Multi-label F-beta score

From: https://www.kaggle.com/arailly/multi-label-f-beta-score

Author: arailly

Calculate F score on multi-label classification task with scikit-learn and scipy.sparse


In [1]:
import numpy as np
import pandas as pd
import os

from scipy.sparse import lil_matrix
from sklearn.metrics import fbeta_score

single-label

example from scikit-learn fbeta_score

In [2]:
y_true = [0, 1, 2, 0, 1, 2]
y_pred = [0, 2, 1, 0, 0, 1]
In [3]:
fbeta_score(y_true, y_pred, average='macro', beta=0.5)
Out[3]:
0.23809523809523805

multi-label

In [4]:
y_true = [[0, 1], [1], [1, 2], [0], [1], [0, 2]]
y_pred = [[0], [0, 2], [1, 2], [2], [0, 1], [1, 2]]
In [5]:
# fbeta_score(y_true, y_pred, average='macro', beta=0.5)
# -> ValueError: You appear to be using a legacy multi-label data representation.

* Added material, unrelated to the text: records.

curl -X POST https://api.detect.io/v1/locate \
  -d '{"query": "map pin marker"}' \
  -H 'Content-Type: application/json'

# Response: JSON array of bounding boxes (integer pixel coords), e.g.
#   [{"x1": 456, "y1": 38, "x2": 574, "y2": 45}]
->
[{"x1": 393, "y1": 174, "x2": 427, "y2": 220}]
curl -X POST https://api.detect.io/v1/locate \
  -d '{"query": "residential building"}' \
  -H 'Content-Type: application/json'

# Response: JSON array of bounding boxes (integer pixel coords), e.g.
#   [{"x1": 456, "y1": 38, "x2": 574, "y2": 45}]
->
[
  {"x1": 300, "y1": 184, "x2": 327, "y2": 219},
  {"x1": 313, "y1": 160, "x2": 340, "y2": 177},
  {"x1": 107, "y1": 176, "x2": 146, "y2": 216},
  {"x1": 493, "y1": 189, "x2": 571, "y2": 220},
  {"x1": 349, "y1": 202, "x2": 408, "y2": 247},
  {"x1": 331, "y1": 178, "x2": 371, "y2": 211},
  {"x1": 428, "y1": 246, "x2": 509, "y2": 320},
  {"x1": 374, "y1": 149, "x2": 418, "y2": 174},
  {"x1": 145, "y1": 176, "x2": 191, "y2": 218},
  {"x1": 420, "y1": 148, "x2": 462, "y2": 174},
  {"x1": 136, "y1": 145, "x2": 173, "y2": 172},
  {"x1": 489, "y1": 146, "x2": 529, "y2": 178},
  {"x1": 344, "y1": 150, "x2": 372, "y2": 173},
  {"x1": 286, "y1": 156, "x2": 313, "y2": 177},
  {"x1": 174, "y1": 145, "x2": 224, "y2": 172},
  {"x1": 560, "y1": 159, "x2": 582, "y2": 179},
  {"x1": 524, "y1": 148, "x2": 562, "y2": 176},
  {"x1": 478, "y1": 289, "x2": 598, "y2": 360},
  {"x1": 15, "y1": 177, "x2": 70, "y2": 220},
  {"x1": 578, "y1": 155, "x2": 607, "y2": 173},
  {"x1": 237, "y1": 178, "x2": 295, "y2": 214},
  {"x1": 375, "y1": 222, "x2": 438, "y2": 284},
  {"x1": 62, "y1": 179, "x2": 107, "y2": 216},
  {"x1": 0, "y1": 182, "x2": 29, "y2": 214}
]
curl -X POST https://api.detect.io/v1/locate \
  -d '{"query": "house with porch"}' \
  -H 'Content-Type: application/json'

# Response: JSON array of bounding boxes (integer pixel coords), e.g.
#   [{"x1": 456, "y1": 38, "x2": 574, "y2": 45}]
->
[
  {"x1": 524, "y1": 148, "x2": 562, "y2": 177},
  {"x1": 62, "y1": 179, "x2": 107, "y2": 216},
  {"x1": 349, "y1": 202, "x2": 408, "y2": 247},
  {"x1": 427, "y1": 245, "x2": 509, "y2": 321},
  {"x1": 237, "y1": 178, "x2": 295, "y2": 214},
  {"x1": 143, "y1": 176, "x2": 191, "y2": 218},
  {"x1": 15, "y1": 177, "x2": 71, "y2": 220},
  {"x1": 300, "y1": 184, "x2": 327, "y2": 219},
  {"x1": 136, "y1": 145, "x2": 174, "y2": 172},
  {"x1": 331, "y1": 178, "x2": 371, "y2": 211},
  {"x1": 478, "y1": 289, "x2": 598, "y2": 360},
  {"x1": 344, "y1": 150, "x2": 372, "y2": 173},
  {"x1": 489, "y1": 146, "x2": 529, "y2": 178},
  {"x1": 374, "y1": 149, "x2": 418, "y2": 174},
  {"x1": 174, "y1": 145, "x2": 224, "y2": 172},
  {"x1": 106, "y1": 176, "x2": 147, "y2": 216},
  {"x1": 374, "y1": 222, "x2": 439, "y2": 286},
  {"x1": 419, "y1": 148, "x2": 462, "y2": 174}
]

Sequence of sequences are no longer supported; use a binary array or sparse matrix instead.

Convert into sparse matrix

In [6]:
def label_to_sm(labels, n_classes):
    sm = lil_matrix((len(labels), n_classes))
    for i, label in enumerate(labels):
        sm[i, label] = 1
    return sm
In [7]:
y_true_sm = label_to_sm(labels=y_true, n_classes=3)
y_true_sm.toarray()
Out[7]:
array([[1., 1., 0.],
       [0., 1., 0.],
       [0., 1., 1.],
       [1., 0., 0.],
       [0., 1., 0.],
       [1., 0., 1.]])
In [8]:
y_pred_sm = label_to_sm(labels=y_pred, n_classes=3)
y_pred_sm.toarray()
Out[8]:
array([[1., 0., 0.],
       [1., 0., 1.],
       [0., 1., 1.],
       [0., 0., 1.],
       [1., 1., 0.],
       [0., 1., 1.]])
In [9]:
fbeta_score(y_true_sm, y_pred_sm, average='macro', beta=0.5)
Out[9]:
0.5046296296296297

yay!